Oui, l’oisiveté est la mère de toutes les créations ! Et je pense pertinemment que les réalisations dont l’Homme est le plus fier ont été le fruit d’un profond ennui.  S’ennuyer, rêvasser, s’embêter, se barber, se tourner les pouces, sentir le temps passer sont des « inactivités » insoupçonnées qui peuvent révolutionner nos vies bien plus que l’on ne le pense.

Généralement, on s’accordera à dire que s’ennuyer revient à vivre un moment significatif d’oisiveté non interrompue par des activités, des obligations ou des plaisirs. Souvent, l’ennui est le résultat d’un ensemble de contraintes dans l’espace et le temps avec un choix limité d’activités possibles où on ne risque pas d’être sollicité pendant un bon bout de temps : salle d’attente chez le médecin, temps passé dans les transports, … Dans ce genre de situations, on a tendance à s’occuper pour « faire passer le temps » avant de s’embarquer dans la prochaine nacelle préparée par notre vie urbaine orchestrée.

Je regrette que ces moments de pur ennui où l’on se retrouve face à soi-même commencent à disparaître, d’abord à cause d’un mode de vie urbain structurellement interactif, cadencé et rapide, mais aussi à cause des compagnons nomades (livres et presse écrite) mais surtout d’un nouveau genre, connectés, interactifs et de plus en plus accessibles, à savoir nos chers : Smartwatch, smartphones, phablet, tablette, consoles de jeu, baladeurs…

C’est surtout en ville, un champ constamment arrosé de flux d’informations par des antennes réseaux, que l’Homme souffre le plus d’une sollicitation constante et se met lui-même à la disposition des autres pour fuir le silence.
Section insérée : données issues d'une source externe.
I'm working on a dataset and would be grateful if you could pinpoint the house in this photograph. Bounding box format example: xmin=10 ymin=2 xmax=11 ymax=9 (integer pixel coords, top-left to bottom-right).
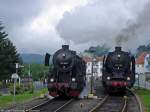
xmin=136 ymin=52 xmax=150 ymax=74
xmin=135 ymin=52 xmax=147 ymax=74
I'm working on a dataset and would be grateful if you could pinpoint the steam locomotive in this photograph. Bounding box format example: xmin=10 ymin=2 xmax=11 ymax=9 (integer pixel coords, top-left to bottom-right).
xmin=45 ymin=45 xmax=86 ymax=97
xmin=102 ymin=47 xmax=135 ymax=93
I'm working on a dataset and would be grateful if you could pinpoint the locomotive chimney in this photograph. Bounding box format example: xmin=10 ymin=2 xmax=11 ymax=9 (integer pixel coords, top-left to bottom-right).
xmin=62 ymin=45 xmax=69 ymax=50
xmin=115 ymin=46 xmax=121 ymax=51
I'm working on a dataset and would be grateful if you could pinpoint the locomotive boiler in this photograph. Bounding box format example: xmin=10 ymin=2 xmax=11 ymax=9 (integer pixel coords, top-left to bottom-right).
xmin=45 ymin=45 xmax=86 ymax=97
xmin=102 ymin=47 xmax=135 ymax=93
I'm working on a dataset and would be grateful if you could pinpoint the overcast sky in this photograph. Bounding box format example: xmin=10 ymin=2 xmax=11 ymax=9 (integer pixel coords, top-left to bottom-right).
xmin=0 ymin=0 xmax=150 ymax=54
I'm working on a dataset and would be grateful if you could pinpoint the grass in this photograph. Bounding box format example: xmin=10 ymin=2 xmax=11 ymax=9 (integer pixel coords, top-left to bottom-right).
xmin=0 ymin=88 xmax=47 ymax=108
xmin=136 ymin=89 xmax=150 ymax=112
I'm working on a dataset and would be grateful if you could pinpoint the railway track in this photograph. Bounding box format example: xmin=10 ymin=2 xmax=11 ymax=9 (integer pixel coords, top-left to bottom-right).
xmin=26 ymin=99 xmax=74 ymax=112
xmin=89 ymin=90 xmax=144 ymax=112
xmin=90 ymin=96 xmax=127 ymax=112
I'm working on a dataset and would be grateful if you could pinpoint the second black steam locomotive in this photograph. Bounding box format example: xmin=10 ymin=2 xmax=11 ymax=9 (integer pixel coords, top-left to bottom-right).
xmin=102 ymin=47 xmax=135 ymax=93
xmin=46 ymin=45 xmax=86 ymax=97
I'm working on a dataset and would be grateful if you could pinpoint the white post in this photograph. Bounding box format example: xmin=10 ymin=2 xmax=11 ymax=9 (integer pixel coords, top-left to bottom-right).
xmin=13 ymin=78 xmax=16 ymax=103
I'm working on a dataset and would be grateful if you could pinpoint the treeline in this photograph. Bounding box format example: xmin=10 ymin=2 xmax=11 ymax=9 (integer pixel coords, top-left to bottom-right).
xmin=84 ymin=43 xmax=150 ymax=56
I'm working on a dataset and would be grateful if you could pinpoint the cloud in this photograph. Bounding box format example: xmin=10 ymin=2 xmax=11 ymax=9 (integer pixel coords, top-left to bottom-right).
xmin=0 ymin=0 xmax=87 ymax=53
xmin=56 ymin=0 xmax=150 ymax=49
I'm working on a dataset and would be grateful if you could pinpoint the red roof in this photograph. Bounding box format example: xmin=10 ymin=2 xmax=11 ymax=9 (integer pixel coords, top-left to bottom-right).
xmin=136 ymin=52 xmax=148 ymax=64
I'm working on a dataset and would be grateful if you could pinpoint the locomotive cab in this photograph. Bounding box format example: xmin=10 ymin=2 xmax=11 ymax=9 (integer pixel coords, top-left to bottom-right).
xmin=45 ymin=45 xmax=86 ymax=97
xmin=102 ymin=47 xmax=135 ymax=90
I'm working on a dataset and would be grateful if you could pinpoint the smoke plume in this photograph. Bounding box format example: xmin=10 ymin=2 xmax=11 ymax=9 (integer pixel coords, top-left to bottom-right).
xmin=56 ymin=0 xmax=150 ymax=48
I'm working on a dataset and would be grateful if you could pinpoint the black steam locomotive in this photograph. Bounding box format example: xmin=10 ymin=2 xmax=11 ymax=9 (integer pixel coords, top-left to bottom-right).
xmin=45 ymin=45 xmax=86 ymax=97
xmin=102 ymin=47 xmax=135 ymax=93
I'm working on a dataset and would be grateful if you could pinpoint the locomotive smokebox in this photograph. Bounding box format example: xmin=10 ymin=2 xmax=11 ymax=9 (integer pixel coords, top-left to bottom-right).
xmin=62 ymin=45 xmax=69 ymax=50
xmin=115 ymin=46 xmax=121 ymax=52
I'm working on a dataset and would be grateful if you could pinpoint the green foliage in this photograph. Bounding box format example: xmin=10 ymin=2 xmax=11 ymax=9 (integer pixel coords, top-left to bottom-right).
xmin=9 ymin=83 xmax=23 ymax=94
xmin=0 ymin=23 xmax=20 ymax=80
xmin=0 ymin=88 xmax=47 ymax=108
xmin=136 ymin=88 xmax=150 ymax=112
xmin=84 ymin=44 xmax=110 ymax=56
xmin=22 ymin=64 xmax=51 ymax=80
xmin=0 ymin=81 xmax=3 ymax=89
xmin=9 ymin=83 xmax=34 ymax=94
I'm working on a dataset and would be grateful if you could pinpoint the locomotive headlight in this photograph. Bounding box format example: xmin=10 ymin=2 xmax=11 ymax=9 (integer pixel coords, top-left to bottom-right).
xmin=107 ymin=76 xmax=110 ymax=80
xmin=72 ymin=78 xmax=76 ymax=82
xmin=50 ymin=78 xmax=54 ymax=82
xmin=127 ymin=77 xmax=131 ymax=80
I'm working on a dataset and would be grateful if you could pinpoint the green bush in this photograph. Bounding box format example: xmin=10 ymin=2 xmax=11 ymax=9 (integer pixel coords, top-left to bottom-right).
xmin=29 ymin=83 xmax=35 ymax=94
xmin=9 ymin=82 xmax=34 ymax=94
xmin=0 ymin=81 xmax=3 ymax=89
xmin=9 ymin=84 xmax=24 ymax=94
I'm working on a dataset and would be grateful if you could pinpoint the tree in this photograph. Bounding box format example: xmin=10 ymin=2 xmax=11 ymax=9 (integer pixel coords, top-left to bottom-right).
xmin=0 ymin=22 xmax=20 ymax=81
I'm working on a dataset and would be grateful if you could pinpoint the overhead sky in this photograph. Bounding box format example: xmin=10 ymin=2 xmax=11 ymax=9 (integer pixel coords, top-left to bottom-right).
xmin=0 ymin=0 xmax=150 ymax=53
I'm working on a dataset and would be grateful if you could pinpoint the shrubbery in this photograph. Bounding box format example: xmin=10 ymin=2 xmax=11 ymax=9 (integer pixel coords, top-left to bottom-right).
xmin=9 ymin=83 xmax=34 ymax=94
xmin=0 ymin=81 xmax=3 ymax=89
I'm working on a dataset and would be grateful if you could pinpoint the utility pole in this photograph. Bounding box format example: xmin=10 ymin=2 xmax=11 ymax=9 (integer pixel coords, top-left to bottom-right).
xmin=28 ymin=64 xmax=31 ymax=77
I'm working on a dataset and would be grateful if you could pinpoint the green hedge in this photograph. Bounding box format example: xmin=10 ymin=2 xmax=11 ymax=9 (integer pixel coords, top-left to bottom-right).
xmin=9 ymin=83 xmax=34 ymax=94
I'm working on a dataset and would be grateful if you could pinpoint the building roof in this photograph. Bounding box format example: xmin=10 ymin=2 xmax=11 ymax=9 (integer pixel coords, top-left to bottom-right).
xmin=136 ymin=52 xmax=148 ymax=64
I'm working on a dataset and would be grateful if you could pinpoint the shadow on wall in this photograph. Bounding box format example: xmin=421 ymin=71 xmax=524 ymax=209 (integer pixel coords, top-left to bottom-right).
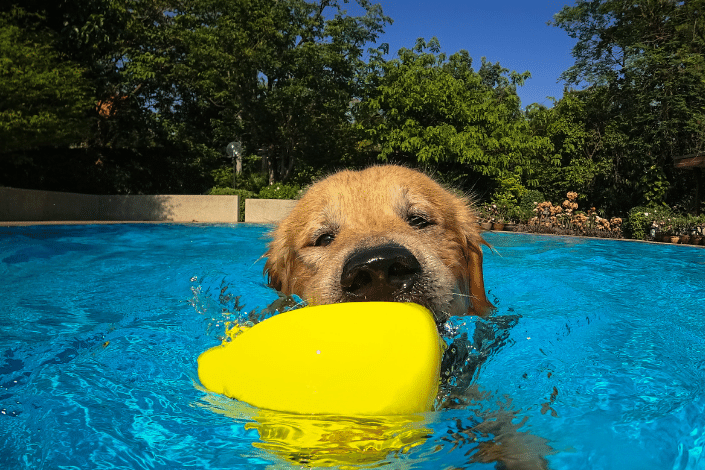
xmin=0 ymin=187 xmax=239 ymax=223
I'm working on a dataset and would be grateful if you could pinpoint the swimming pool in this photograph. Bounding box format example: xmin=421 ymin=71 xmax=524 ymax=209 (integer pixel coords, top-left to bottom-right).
xmin=0 ymin=224 xmax=705 ymax=469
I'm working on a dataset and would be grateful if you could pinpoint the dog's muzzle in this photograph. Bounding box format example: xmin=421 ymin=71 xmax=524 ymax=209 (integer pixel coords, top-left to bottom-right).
xmin=340 ymin=243 xmax=421 ymax=302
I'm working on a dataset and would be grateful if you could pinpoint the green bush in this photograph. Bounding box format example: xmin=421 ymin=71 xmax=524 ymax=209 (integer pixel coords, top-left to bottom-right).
xmin=208 ymin=188 xmax=256 ymax=222
xmin=624 ymin=206 xmax=673 ymax=240
xmin=257 ymin=184 xmax=301 ymax=199
xmin=516 ymin=189 xmax=546 ymax=223
xmin=624 ymin=206 xmax=651 ymax=240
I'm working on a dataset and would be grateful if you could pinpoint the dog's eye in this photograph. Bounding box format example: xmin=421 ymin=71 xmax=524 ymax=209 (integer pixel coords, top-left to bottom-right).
xmin=407 ymin=215 xmax=433 ymax=229
xmin=314 ymin=233 xmax=335 ymax=246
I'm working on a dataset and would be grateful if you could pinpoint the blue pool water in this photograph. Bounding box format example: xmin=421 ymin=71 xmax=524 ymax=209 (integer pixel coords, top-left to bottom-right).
xmin=0 ymin=225 xmax=705 ymax=470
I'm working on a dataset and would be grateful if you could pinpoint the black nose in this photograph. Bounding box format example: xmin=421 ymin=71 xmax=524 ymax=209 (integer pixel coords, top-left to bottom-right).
xmin=340 ymin=243 xmax=421 ymax=301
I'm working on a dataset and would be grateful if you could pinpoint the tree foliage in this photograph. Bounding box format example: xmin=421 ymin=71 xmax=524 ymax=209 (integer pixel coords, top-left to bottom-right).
xmin=126 ymin=0 xmax=389 ymax=183
xmin=357 ymin=38 xmax=550 ymax=193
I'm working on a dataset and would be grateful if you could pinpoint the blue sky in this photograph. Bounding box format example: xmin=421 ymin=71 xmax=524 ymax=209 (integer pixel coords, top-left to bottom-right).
xmin=368 ymin=0 xmax=575 ymax=107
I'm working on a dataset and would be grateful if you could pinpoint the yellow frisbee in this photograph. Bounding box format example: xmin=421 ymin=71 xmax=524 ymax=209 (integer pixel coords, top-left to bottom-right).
xmin=198 ymin=302 xmax=441 ymax=416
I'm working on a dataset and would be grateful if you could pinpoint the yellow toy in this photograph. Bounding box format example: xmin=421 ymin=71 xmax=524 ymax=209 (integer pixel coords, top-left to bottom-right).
xmin=198 ymin=302 xmax=441 ymax=416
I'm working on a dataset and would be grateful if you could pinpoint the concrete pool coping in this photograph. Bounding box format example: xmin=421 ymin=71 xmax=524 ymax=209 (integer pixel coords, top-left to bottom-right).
xmin=0 ymin=220 xmax=705 ymax=249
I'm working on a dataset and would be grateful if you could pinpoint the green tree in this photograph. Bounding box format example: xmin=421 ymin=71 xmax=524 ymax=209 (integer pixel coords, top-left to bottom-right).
xmin=0 ymin=9 xmax=93 ymax=153
xmin=126 ymin=0 xmax=390 ymax=184
xmin=358 ymin=38 xmax=550 ymax=193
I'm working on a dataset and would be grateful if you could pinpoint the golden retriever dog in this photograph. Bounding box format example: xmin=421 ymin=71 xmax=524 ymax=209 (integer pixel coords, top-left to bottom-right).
xmin=265 ymin=165 xmax=491 ymax=324
xmin=265 ymin=165 xmax=550 ymax=469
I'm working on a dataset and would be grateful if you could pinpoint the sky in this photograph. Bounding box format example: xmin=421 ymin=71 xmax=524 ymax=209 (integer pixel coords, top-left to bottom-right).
xmin=366 ymin=0 xmax=575 ymax=108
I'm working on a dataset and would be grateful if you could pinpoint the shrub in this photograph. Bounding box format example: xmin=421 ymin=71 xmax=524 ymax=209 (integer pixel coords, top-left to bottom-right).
xmin=257 ymin=184 xmax=301 ymax=199
xmin=624 ymin=206 xmax=673 ymax=240
xmin=208 ymin=188 xmax=255 ymax=222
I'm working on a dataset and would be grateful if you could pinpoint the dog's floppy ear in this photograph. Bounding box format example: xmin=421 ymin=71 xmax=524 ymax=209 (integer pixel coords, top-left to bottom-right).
xmin=464 ymin=235 xmax=494 ymax=317
xmin=460 ymin=206 xmax=494 ymax=317
xmin=264 ymin=233 xmax=295 ymax=294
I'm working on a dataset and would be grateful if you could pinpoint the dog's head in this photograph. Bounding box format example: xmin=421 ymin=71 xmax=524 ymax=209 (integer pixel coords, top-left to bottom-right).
xmin=265 ymin=165 xmax=490 ymax=322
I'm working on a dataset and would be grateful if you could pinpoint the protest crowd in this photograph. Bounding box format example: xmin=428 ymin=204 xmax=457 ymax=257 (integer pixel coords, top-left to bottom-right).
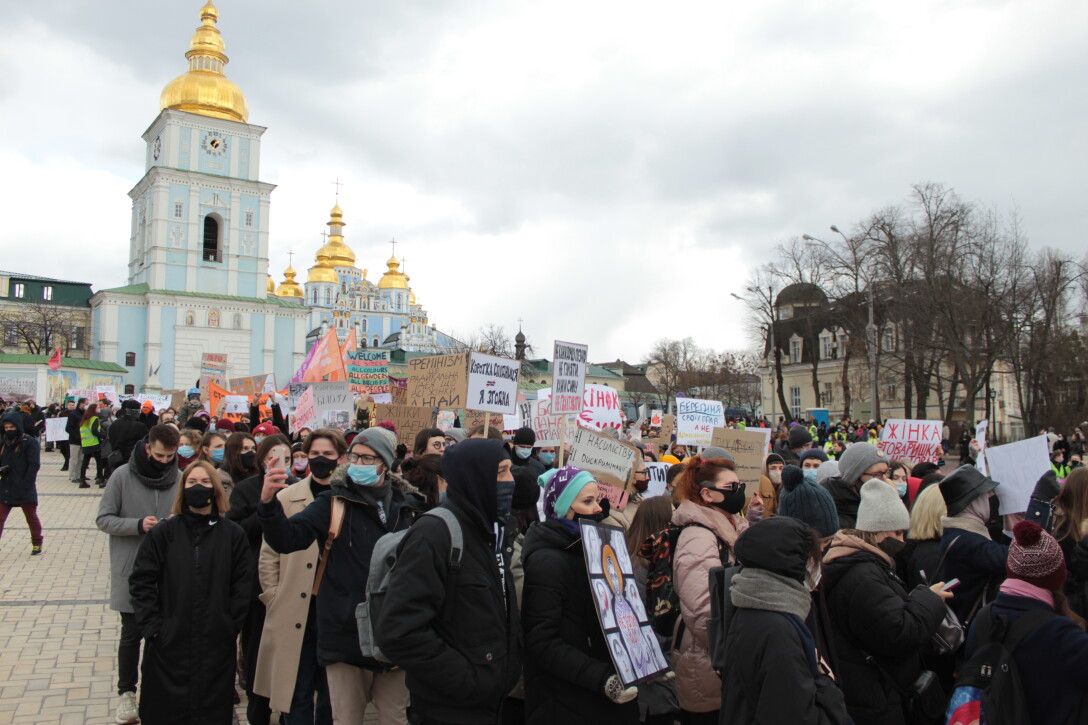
xmin=0 ymin=350 xmax=1088 ymax=725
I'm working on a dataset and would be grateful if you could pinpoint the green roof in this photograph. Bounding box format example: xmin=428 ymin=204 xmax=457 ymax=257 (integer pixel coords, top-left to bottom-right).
xmin=0 ymin=353 xmax=128 ymax=372
xmin=99 ymin=282 xmax=302 ymax=307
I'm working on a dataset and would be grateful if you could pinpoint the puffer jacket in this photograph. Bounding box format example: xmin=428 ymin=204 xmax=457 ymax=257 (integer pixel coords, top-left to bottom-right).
xmin=672 ymin=501 xmax=749 ymax=712
xmin=820 ymin=531 xmax=945 ymax=725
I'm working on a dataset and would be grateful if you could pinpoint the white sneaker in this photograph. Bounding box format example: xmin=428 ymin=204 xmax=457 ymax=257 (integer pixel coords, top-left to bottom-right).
xmin=116 ymin=692 xmax=139 ymax=725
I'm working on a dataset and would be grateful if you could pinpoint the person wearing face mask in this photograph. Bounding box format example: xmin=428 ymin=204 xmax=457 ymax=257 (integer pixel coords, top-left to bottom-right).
xmin=374 ymin=439 xmax=524 ymax=725
xmin=820 ymin=476 xmax=959 ymax=725
xmin=128 ymin=459 xmax=252 ymax=725
xmin=257 ymin=428 xmax=423 ymax=725
xmin=935 ymin=466 xmax=1009 ymax=626
xmin=672 ymin=456 xmax=749 ymax=725
xmin=521 ymin=466 xmax=639 ymax=725
xmin=95 ymin=423 xmax=182 ymax=723
xmin=721 ymin=515 xmax=850 ymax=725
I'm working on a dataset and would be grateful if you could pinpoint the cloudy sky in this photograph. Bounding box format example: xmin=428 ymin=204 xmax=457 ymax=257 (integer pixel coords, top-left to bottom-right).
xmin=0 ymin=0 xmax=1088 ymax=360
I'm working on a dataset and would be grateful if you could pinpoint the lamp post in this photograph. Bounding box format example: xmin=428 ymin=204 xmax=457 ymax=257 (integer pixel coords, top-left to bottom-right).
xmin=801 ymin=224 xmax=880 ymax=422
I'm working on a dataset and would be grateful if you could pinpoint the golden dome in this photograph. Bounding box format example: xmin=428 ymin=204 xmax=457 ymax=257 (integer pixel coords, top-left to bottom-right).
xmin=159 ymin=0 xmax=249 ymax=123
xmin=378 ymin=257 xmax=408 ymax=290
xmin=275 ymin=266 xmax=312 ymax=299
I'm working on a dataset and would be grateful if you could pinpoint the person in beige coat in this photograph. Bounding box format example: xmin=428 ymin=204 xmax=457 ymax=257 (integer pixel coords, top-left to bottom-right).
xmin=254 ymin=476 xmax=332 ymax=725
xmin=672 ymin=456 xmax=749 ymax=725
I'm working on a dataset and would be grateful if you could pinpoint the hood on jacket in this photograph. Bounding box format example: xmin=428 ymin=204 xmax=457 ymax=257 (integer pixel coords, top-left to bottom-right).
xmin=442 ymin=438 xmax=510 ymax=523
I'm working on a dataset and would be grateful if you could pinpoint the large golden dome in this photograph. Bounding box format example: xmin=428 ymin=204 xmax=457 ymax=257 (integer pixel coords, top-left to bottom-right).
xmin=159 ymin=0 xmax=249 ymax=123
xmin=378 ymin=257 xmax=408 ymax=290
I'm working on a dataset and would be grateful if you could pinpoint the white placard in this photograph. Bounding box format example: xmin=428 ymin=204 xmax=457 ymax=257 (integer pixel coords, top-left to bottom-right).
xmin=465 ymin=353 xmax=521 ymax=416
xmin=677 ymin=397 xmax=726 ymax=446
xmin=552 ymin=340 xmax=590 ymax=414
xmin=986 ymin=435 xmax=1050 ymax=514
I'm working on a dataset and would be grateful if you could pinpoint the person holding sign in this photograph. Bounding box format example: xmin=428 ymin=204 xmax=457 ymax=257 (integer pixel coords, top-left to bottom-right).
xmin=521 ymin=466 xmax=639 ymax=725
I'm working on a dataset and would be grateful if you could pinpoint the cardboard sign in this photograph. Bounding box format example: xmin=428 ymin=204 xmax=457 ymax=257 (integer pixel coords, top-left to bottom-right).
xmin=986 ymin=435 xmax=1050 ymax=514
xmin=567 ymin=426 xmax=642 ymax=490
xmin=880 ymin=418 xmax=944 ymax=463
xmin=677 ymin=397 xmax=726 ymax=446
xmin=375 ymin=404 xmax=434 ymax=451
xmin=580 ymin=520 xmax=669 ymax=687
xmin=409 ymin=353 xmax=469 ymax=408
xmin=552 ymin=340 xmax=590 ymax=414
xmin=346 ymin=348 xmax=390 ymax=395
xmin=710 ymin=428 xmax=770 ymax=487
xmin=467 ymin=353 xmax=521 ymax=416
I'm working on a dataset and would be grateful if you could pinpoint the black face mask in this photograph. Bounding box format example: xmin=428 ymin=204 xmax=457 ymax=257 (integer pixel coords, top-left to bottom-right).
xmin=310 ymin=456 xmax=337 ymax=479
xmin=709 ymin=483 xmax=744 ymax=514
xmin=182 ymin=483 xmax=215 ymax=508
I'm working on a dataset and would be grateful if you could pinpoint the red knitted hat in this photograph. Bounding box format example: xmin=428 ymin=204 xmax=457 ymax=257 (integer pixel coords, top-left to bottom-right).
xmin=1005 ymin=521 xmax=1065 ymax=591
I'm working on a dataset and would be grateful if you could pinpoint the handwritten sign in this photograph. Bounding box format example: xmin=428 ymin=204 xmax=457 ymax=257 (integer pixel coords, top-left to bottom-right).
xmin=375 ymin=404 xmax=434 ymax=450
xmin=467 ymin=353 xmax=521 ymax=416
xmin=346 ymin=348 xmax=390 ymax=395
xmin=567 ymin=426 xmax=642 ymax=490
xmin=407 ymin=353 xmax=469 ymax=408
xmin=710 ymin=428 xmax=770 ymax=492
xmin=677 ymin=397 xmax=726 ymax=445
xmin=552 ymin=340 xmax=590 ymax=414
xmin=880 ymin=418 xmax=944 ymax=463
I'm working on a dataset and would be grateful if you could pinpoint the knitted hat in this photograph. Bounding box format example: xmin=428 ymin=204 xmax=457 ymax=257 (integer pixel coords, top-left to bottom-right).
xmin=839 ymin=443 xmax=898 ymax=485
xmin=778 ymin=466 xmax=839 ymax=537
xmin=536 ymin=466 xmax=596 ymax=518
xmin=1005 ymin=521 xmax=1065 ymax=591
xmin=351 ymin=428 xmax=396 ymax=468
xmin=787 ymin=426 xmax=813 ymax=448
xmin=698 ymin=445 xmax=737 ymax=463
xmin=854 ymin=480 xmax=911 ymax=531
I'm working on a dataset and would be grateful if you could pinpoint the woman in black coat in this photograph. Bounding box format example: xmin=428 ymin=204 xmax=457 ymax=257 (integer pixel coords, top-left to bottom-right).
xmin=128 ymin=462 xmax=251 ymax=725
xmin=719 ymin=516 xmax=850 ymax=725
xmin=521 ymin=466 xmax=639 ymax=725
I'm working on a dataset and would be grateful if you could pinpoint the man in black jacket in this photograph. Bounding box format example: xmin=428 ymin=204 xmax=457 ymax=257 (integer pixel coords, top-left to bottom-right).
xmin=374 ymin=439 xmax=521 ymax=725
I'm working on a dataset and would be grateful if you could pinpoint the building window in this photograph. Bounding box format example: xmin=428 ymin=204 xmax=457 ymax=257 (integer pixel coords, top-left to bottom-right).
xmin=203 ymin=216 xmax=219 ymax=261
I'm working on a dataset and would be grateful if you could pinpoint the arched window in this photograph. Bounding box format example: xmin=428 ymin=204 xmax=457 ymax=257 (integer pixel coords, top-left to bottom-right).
xmin=203 ymin=214 xmax=220 ymax=261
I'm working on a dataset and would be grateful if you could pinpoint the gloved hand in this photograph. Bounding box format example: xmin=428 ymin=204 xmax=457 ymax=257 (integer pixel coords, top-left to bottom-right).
xmin=605 ymin=675 xmax=639 ymax=704
xmin=1031 ymin=469 xmax=1062 ymax=503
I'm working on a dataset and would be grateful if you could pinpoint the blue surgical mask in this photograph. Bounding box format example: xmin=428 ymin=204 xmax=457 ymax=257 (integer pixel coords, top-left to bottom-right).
xmin=347 ymin=464 xmax=379 ymax=486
Si au début, chacun de nous peut trouver une réelle utilité à consulter son objet nomade, cette utilité est rapidement remplacée par la fuite en avant née de la consommation de contenus, de flux et d’échanges afin de ne plus se retrouver face à ce silence dans notre tête. Ce silence qui nous ressortira inévitablement nos souvenirs et nos regrets, celui qui nous met face à nous même, nous dépeint notre réalité, nos complexes et nos contraintes pour mieux exacerber nos inquiétudes et dramatiser nos décisions à prendre dans le futur.

Mais il faut très bien comprendre l’Homme, cet être qui se tue à la tâche, qui se dépense, souvent pour gagner sa vie, qui attend fidèlement ces moments où il est maître de lui même, où il réalise son quotidien dans l’assouvissement des plaisirs les plus simples tel un exutoire pour expier sa peine du jour. Reste qu’il faut trouver un certain équilibre et un bon dosage de moments d’introspection. On doit s’aménager des moments pour laisser venir à nous tous nos sentiments, nos ambitions et nos rêves. Alors qu’en maintenant un niveau d’hyperactivité dédié au quotidien et à la résolution de problème de la vie courante on prend le risque de passer à côté de nous-mêmes et de la vie que notre esprit souhaite.

Comment pouvons-nous profiter de ces moments anodins pour se révolutionner et se surprendre? Je vous avoue que se faire chier est tout un art : on doit être conscient de certains principes avant de se laisser emporter par nos idées le moment venu au lieu de les fuir en regardant la énième vidéo amusante d’un bébé chat.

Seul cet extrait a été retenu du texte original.